En 2005, la décision de l’usine Arkéma à Château-Arnoux (Alpes de Haute-Provence) de réduire ses effectifs en passant de 750 à 350 emplois crée une très vive émotion dans cette ville de cinq mille habitants, à l’écart des zones urbaines et de toute autre industrie, et dans l’ensemble du département.
Arkéma, usine presque centenaire, propriété du groupe Total, fait vivre bon nombre de ménages et de sous-traitants et les journaux locaux parlent de la destruction de milliers d’emplois. La loi obligeant les entreprises qui procèdent à un licenciement collectif à mettre en oeuvre des mesures de revitalisation dans le bassin d’emploi concerné, la direction départementale du Travail sollicite l’Insee pour réaliser une étude d’impact de l’activité de l’établissement Arkéma.

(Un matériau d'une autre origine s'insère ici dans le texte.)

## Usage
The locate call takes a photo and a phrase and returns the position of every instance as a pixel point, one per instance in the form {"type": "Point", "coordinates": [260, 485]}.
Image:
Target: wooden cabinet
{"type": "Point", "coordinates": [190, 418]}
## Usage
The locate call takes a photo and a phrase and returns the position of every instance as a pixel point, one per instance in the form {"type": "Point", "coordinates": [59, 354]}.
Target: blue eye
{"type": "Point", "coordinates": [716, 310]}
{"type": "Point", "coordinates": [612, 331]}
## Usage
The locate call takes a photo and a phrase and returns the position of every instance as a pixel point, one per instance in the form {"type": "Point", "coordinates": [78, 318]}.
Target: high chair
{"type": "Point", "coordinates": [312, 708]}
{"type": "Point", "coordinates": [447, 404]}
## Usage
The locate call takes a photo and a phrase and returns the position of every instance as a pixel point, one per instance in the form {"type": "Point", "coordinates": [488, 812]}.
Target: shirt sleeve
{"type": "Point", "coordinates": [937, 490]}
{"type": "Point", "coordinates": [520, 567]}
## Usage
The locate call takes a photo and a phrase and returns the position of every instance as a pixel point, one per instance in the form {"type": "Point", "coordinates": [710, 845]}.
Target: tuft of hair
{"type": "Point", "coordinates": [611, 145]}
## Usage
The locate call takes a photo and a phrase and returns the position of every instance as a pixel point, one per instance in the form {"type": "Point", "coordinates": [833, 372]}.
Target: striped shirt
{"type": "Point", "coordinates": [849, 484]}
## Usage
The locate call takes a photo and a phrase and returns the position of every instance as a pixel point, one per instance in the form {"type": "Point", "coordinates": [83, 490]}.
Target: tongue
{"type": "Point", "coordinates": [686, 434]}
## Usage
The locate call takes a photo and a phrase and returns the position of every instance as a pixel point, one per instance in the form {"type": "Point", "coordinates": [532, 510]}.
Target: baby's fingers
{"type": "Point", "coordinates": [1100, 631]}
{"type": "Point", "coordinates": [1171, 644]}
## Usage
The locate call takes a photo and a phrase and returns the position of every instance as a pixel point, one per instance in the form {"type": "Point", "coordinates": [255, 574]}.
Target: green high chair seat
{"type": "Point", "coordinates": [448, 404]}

Pour Thierry Clément, chargé de mission à la préfecture de région, « l’étude de l’Insee a permis de mesurer l’impact réel de cette réduction d’effectifs, d’entamer des négociations sur des bases acceptables par toutes les parties, de progresser de façon consensuelle dans la mise au point d’une convention de revitalisation du site Arkéma et, enfin, de trouver un accord sur le montant de la contribution financière du groupe Total à cette convention ».
Les informations communiquées par l’entreprise, qui s’est montrée très coopérative, ont permis d’identifier quelque trois cents sous-traitants, d’évaluer le nombre d’emplois directs, indirects et induits et de mesurer l’impact sur l’économie des quinze communes environnantes. Parallèlement les services fiscaux ont étudié l’impact de l’entreprise sur la fiscalité locale.
Au total, Arkéma emploie 750 personnes et supprime 350 emplois, mais en réalité son activité génère 1 713 emplois et concerne 5 200 personnes.
« Ce type d’étude », souligne Thierry Clément, « n’est pas une simple monographie, elle doit permettre de mettre les gens autour d’une table pour réfléchir ensemble. L’analyse de l’emploi a donné lieu à de nombreuses restitutions au sein du comité de pilotage que le préfet des Alpes de Haute-Provence avait constitué et permis de nombreux échanges. L’Insee a mené son étude selon une méthodologie approuvée par tous, en évitant toute polémique ».
L’Insee Provence-Alpes-Côte d'Azur et les services de l’État ont bien d’autres travaux en cours comme le diagnostic sur les forces et faiblesses de la région au regard des mutations économiques, la réalisation d’un atlas industriel…
« Toutes ces études, conclut Thierry Clément, positionnent l’Insee comme un acteur majeur dans le travail en réseau qui se fait sur un diagnostic partagé des mutations économiques en région ».